Lembranças de uma eleição

TOSTÃO
COLUNISTA DA FOLHA

Em 1960 , na eleição para presidente da República, tive a primeira experiência de cidadão.
Era um adolescente sonhador e tímido. Incentivado pela família, participei do comitê pró-Jânio Quadros, no bairro onde morava. Em vez de jogar bola no intervalo das aulas, distribuía e colava cartazes. Sentia-me importante.
Jânio Quadros era, naquele momento, o meu grande ídolo, maior até que Pelé, Garrincha, Didi, Nilton Santos e outros craques campeões do mundo.
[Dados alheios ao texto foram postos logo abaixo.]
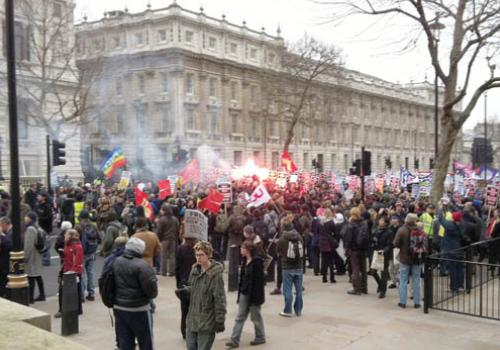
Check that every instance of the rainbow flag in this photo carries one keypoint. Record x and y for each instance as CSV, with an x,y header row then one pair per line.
x,y
113,161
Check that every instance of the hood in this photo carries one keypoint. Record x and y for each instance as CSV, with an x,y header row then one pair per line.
x,y
291,235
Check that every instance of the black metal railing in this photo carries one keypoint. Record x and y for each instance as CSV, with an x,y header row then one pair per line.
x,y
465,281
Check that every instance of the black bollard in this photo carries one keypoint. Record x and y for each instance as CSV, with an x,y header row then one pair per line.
x,y
70,302
234,264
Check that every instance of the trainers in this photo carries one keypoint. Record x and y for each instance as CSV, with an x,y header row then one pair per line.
x,y
232,345
276,291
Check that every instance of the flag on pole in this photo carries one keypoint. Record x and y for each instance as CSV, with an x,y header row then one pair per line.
x,y
165,189
141,200
287,162
259,197
113,161
212,202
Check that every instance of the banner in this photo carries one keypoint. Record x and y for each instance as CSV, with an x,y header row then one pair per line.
x,y
491,195
195,225
259,197
287,162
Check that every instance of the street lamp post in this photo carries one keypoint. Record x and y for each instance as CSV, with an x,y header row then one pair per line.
x,y
18,281
436,26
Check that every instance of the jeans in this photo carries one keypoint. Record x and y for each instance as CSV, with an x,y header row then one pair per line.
x,y
134,325
292,277
243,310
168,257
404,274
199,340
88,276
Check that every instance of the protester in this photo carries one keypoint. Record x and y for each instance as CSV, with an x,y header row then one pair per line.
x,y
207,305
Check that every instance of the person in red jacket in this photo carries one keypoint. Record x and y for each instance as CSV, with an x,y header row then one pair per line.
x,y
73,261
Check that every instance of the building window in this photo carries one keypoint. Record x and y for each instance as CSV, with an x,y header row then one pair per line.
x,y
162,35
190,121
164,82
116,42
234,122
164,118
233,48
189,84
140,86
139,39
119,86
212,87
213,121
189,35
253,94
212,42
253,54
234,91
238,157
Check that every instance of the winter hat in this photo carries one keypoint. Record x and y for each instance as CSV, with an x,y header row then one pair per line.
x,y
66,225
457,216
32,215
84,214
135,245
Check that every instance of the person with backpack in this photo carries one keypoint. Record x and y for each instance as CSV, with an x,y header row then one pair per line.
x,y
291,251
135,286
413,245
32,255
90,241
356,244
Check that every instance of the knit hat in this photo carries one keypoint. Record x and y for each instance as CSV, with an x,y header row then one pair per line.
x,y
66,225
457,216
32,215
135,245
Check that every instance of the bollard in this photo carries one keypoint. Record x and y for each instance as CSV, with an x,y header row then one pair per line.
x,y
234,263
70,303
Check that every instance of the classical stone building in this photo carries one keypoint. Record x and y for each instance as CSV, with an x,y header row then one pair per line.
x,y
31,15
174,78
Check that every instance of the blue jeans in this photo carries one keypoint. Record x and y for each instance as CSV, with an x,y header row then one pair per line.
x,y
88,275
243,310
404,273
292,277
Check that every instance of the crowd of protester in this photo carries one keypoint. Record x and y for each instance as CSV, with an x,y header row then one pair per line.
x,y
386,236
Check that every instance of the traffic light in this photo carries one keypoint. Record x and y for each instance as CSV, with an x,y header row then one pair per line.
x,y
58,153
367,163
388,163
Jânio iria limpar o Brasil com a sua vassoura (símbolo da campanha).
Houve um grande comício no bairro. Estava lá, ao lado do meu querido pai, perto do palanque. A multidão vibrava com os gestos histriônicos e o discurso singular de Jânio Quadros. Tive vontade de chegar mais perto, tocar e pedir um autógrafo ao futuro presidente, como fazem os fãs com os ídolos. A timidez e a idade não permitiram. Fui para casa feliz sonhando com um novo Brasil.
Porém a realidade era outra. Jânio renunciou. Foi uma grande decepção.
Muitos anos depois, compareci a uma reunião familiar de brasileiros em Houston (EUA), onde tinha sido operado e fazia controle médico. Estava lá o Jânio numa roda, com o mesmo discurso envolvente e sedutor. A filha do ex-presidente morava na cidade.
Cumprimentei o Jânio e fui para o canto oposto. Tinha por ele sentimentos de raiva, desprezo e também de compreensão. Tenho o defeito de tentar sempre entender o outro lado. Diziam que ele tinha sido traído pelos militares.
Hoje, vivo de novo a esperança de mudanças. São situações diferentes. Os próximos anos serão difíceis. Sei que nada se muda por decreto nem em pouco tempo. Não sou mais um sonhador ingênuo, delirante, quixotesco.
Mas, se o novo governo plantar com coragem, principalmente para os mais necessitados e excluídos, muitas coisas boas serão colhidas na frente. O Brasil não mais pode ser refém de uma poderosa e egoísta elite econômica.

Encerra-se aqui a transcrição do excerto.